Under the supervision of the Supervisor of Physical Health Utilization Management, the Utilization Service Coordinator is responsible for all physical health components of Utilization Review for Colorado Access. Identifies members through the review process that are eligible for intensive case management. Makes referrals as appropriate to community resources and agencies. Works in collaboration with other teams within the Coordinated Clinical Services department to facilitate efficient administration of departmental policies and procedures. Responsible for applying criteria and/or guidelines specific to authorization reviews.
Responsible for all aspects (i.e. documentation, authorization letters, etc.) regarding authorizations, utilization management and coordination of inpatient acute care, sub-acute, outpatient care, rehabilitation services, and home health care for consumers accessing physical health and/or behavioral health benefits. Facilitates and coordinates discharge planning and works towards reduction of preventable hospital admissions, re-admissions, excessive therapies, DME, etc.
Interfaces with network providers regarding consumer service plans and care coordination. Participates in the evaluation and integration of wrap around services in relation to the overall service plan which may involve travel to attend meetings regarding consumer care or the system of care.
Works closely with the Supervisor of Behavioral Health Utilization Management to identify and solve problems related to providers, provider networks, access to and availability of services.
Supports quality improvement activities. Reports potential quality issues and concerns to the Medical Director and the Quality Management department.
Performs onsite and/or telephonic concurrent reviews of inpatient and outpatient episodes of care. Gathers pertinent clinical information and applies/interprets criteria to ensure medical necessity, covered benefits, participating providers and appropriate services. Refers cases not meeting approved criteria/guidelines to the Medical Director for determination.
Works closely with other teams within the Coordinated Clinical Services department to ensure that departmental goals are met.
Responsible for effective collaboration, communication and coordination among all responsible parties of an individual member's multidisciplinary health care team striving to eliminate fragmentation, duplication or gaps in treatment plans.
Understands, communicates and facilitates on behalf of the consumer, providers and other ancillary suppliers the complaint, grievance and appeal processes. Advises on the existing resources such as "Member's Handbook" and "Provider Manual".
Facilitates and engages in ongoing, real time, and comprehensive communications of their efforts, issues, progress, and barriers with other CCS Staff, Supervisors and Managers.
Due to the pandemic, our employees are temporarily working at home. We require our workforce to reside in Colorado and telecommute, which may require you to come into the office as we serve our local communities.
COMPENSATION & BENEFITS:
Compensation: $46,000.00 - $84,500.00 annually. Pay rate/salary to be commensurate with experience.
Benefits: In addition to being part of a mission driven organization that serves our community, eligible Colorado Access employees receive a generous benefits package, including:
Medical, Dental, & Vision starting the 1st day of the month following start date.
Supplemental insurance such as critical illness and accidental injury.
Healthcare and Dependent care flexible spending account options.
Employer Paid Basic Life Insurance and AD&D (employee, spouse and dependent).
Short-term and Long-term Disability Coverage.
Voluntary Life Insurance (employee, spouse, dependent).
Paid Time Off
Tuition Reimbursement (based on eligibility).
Annual bonus program (based on eligibility, requirements and performance).

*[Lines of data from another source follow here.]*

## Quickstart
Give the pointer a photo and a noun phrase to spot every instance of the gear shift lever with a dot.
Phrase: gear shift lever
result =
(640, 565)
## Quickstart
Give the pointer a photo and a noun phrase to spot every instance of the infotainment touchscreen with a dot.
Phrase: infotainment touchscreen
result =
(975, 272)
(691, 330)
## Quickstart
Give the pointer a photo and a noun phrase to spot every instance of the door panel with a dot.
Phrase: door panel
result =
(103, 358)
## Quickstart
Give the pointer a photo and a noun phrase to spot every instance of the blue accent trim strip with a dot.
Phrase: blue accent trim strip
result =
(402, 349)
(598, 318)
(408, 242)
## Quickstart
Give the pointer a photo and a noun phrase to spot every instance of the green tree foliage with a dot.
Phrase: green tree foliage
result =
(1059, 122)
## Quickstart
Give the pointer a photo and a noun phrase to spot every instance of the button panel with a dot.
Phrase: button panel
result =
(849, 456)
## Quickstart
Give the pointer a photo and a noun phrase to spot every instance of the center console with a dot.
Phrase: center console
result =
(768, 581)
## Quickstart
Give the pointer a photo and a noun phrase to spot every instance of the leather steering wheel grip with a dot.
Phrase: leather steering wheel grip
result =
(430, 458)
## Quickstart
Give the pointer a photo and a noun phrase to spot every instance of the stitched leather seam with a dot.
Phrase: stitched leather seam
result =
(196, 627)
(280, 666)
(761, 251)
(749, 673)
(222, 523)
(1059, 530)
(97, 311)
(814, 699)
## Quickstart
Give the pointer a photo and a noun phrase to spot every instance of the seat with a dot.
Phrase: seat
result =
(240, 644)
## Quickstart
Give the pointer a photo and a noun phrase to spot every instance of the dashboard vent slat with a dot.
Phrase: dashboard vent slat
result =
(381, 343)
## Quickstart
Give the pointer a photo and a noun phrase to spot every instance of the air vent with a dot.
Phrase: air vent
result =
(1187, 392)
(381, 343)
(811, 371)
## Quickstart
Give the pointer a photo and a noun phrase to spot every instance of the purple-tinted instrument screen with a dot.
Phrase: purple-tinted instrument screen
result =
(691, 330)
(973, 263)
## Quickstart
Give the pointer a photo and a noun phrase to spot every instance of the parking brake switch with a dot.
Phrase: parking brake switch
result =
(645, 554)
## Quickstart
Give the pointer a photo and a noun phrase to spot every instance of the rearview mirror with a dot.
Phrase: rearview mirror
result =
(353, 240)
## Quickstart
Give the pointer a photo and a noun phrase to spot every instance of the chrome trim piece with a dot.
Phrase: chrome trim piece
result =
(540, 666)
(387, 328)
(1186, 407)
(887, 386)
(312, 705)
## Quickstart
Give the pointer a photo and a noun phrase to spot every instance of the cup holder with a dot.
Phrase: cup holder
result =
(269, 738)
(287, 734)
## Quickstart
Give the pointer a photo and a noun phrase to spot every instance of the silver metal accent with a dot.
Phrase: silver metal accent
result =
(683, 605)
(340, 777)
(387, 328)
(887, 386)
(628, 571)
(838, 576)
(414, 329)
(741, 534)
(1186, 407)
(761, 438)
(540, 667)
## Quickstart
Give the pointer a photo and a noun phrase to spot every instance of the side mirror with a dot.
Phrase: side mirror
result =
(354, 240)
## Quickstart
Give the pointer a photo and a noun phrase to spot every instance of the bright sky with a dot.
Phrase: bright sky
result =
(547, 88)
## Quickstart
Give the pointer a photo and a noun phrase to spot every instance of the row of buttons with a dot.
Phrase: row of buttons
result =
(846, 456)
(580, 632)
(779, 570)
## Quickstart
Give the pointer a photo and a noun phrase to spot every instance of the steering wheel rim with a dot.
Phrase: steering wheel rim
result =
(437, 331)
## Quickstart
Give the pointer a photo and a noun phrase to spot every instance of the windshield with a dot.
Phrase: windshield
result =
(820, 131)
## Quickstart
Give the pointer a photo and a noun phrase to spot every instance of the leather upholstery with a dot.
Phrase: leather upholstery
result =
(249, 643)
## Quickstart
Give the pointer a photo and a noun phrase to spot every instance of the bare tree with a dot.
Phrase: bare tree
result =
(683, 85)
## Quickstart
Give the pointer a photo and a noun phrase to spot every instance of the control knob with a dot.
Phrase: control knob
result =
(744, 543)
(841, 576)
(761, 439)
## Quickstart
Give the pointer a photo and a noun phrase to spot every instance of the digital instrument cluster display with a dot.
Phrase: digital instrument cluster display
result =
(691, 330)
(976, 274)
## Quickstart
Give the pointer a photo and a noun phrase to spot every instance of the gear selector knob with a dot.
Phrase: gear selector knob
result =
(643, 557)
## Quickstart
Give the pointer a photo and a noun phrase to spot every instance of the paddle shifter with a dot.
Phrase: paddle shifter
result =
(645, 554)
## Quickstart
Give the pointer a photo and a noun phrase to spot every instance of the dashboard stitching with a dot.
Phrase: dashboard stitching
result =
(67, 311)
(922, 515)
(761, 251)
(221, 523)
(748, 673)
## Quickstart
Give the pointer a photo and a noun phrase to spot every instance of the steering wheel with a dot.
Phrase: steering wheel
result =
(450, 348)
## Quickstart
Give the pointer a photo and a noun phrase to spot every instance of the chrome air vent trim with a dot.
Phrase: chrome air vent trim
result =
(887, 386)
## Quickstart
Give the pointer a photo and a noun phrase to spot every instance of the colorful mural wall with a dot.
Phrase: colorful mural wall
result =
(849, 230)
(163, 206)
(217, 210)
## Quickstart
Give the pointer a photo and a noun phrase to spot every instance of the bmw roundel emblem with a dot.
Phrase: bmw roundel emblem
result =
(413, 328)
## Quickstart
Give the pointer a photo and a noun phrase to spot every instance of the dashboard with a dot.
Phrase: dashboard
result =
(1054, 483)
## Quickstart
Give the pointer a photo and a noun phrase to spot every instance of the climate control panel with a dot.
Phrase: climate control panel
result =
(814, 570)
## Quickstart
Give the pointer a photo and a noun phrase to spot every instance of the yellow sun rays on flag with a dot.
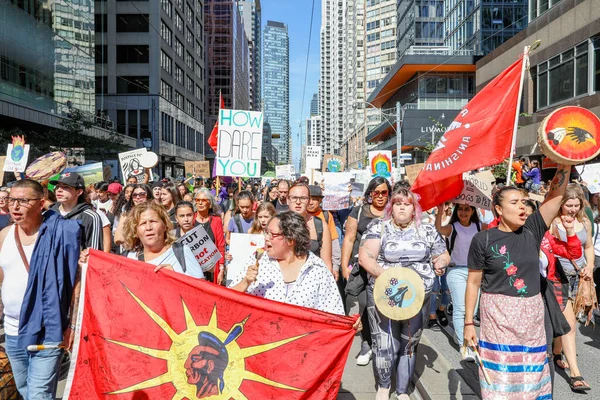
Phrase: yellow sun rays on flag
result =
(181, 345)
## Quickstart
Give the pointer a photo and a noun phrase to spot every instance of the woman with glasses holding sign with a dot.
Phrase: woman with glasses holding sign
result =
(320, 237)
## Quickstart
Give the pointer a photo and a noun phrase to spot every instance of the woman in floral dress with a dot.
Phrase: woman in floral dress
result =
(504, 262)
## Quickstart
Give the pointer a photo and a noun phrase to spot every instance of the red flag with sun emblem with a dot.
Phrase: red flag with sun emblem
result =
(164, 335)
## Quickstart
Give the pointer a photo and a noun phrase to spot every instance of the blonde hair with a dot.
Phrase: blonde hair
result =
(574, 192)
(132, 241)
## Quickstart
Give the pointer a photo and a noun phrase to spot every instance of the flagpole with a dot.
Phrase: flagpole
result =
(513, 145)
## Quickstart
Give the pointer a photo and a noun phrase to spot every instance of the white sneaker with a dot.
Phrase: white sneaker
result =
(467, 354)
(363, 359)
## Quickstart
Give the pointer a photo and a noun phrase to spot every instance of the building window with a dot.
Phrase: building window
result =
(179, 48)
(133, 84)
(166, 33)
(166, 91)
(132, 23)
(101, 54)
(166, 62)
(133, 54)
(167, 6)
(178, 100)
(178, 22)
(178, 74)
(563, 77)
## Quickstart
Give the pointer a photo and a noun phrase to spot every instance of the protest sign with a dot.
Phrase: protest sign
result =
(285, 172)
(337, 194)
(477, 190)
(590, 174)
(131, 165)
(203, 248)
(16, 155)
(197, 168)
(241, 247)
(412, 171)
(313, 157)
(239, 149)
(380, 163)
(332, 163)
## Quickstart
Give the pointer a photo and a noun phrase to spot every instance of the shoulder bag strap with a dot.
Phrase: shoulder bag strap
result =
(20, 248)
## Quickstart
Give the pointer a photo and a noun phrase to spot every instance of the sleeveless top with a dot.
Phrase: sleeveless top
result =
(15, 280)
(582, 235)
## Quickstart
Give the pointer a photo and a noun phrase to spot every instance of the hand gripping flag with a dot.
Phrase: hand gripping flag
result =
(213, 139)
(147, 335)
(480, 136)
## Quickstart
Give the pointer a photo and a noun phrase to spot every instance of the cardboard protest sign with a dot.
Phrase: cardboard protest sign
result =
(197, 168)
(313, 157)
(16, 155)
(380, 163)
(241, 247)
(477, 191)
(203, 248)
(239, 150)
(590, 174)
(285, 172)
(412, 171)
(332, 163)
(337, 195)
(131, 165)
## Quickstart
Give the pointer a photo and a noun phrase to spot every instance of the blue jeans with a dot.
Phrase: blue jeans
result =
(439, 285)
(36, 373)
(457, 283)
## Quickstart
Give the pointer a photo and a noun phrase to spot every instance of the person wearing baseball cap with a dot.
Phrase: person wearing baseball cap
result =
(71, 204)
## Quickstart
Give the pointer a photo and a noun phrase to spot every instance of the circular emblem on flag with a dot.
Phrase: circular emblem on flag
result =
(46, 166)
(570, 135)
(399, 293)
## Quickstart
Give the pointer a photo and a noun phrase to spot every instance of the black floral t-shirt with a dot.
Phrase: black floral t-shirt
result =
(510, 261)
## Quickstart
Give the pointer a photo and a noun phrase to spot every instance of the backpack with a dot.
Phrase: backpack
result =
(177, 249)
(452, 239)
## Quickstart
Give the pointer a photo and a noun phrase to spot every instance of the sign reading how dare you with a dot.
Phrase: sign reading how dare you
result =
(240, 143)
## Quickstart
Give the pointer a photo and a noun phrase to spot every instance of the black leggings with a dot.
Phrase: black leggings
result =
(395, 345)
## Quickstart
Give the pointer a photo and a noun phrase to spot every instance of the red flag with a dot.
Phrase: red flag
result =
(168, 336)
(480, 136)
(213, 139)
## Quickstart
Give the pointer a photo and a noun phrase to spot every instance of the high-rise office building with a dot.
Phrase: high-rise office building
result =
(479, 27)
(150, 63)
(276, 87)
(252, 19)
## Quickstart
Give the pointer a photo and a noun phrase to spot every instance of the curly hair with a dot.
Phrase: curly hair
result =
(294, 228)
(132, 241)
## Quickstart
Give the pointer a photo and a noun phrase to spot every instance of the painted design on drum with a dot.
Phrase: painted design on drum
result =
(572, 133)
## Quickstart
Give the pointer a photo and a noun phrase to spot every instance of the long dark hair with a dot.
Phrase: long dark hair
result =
(474, 216)
(373, 184)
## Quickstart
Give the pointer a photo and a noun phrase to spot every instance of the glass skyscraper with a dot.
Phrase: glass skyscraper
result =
(276, 86)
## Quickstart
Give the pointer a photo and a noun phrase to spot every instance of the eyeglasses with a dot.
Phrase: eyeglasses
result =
(272, 235)
(23, 202)
(383, 193)
(301, 199)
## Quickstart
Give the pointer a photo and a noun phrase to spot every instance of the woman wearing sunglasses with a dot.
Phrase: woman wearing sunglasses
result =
(376, 198)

Colorado Access is committed to providing equal opportunities to all people regardless of race, color, national origin, age, sex, genetic information, religion, pregnancy, disability, sexual orientation, veteran status or any other status protected by applicable law. We strive to maintain a work environment that is free from unlawful harassment and discrimination.
Education: Bachelor’s degree in nursing required.
Experience: Three years of clinical case management and healthcare experience in the physical or clinical setting required. Experience working with Managed Care, Medicaid and Medicare populations is preferred. Experience with concurrent review, quality improvement processes, ICD9, CPT4 and DRG coding preferred.
Knowledge, Skills, and Abilities: Knowledge of managed care and utilization management required. Demonstrates support for the company’s mission, vision and values. Position requires excellent written and verbal and written communication skills, strong organizational and time management skills, strong interpersonal skills and the ability to handle multiple priorities. Ability to work independently with minimal supervision. Ability to work effectively with Colorado Access staff, members, physician office staff and other providers. Requires basic computer knowledge with experience in Microsoft Word and Excel preferred. May be required to manage multiple priorities and projects with tight deadlines.
Licenses/Certifications: Active Colorado Nursing (i.e. RN, LPN). A valid driver's license and proof of current auto insurance will be required.
Colorado Access is a local, nonprofit health plan that serves more than one million members. The company’s members receive health care under Child Health Plan Plus (CHP+), and Health First Colorado (Colorado’s Medicaid Program) behavioral health, physical health, and long-term support programs. Colorado Access provides care coordination services and administers behavioral health and physical health benefits for two regions as part of the Regional Accountable Entity program through Health First Colorado.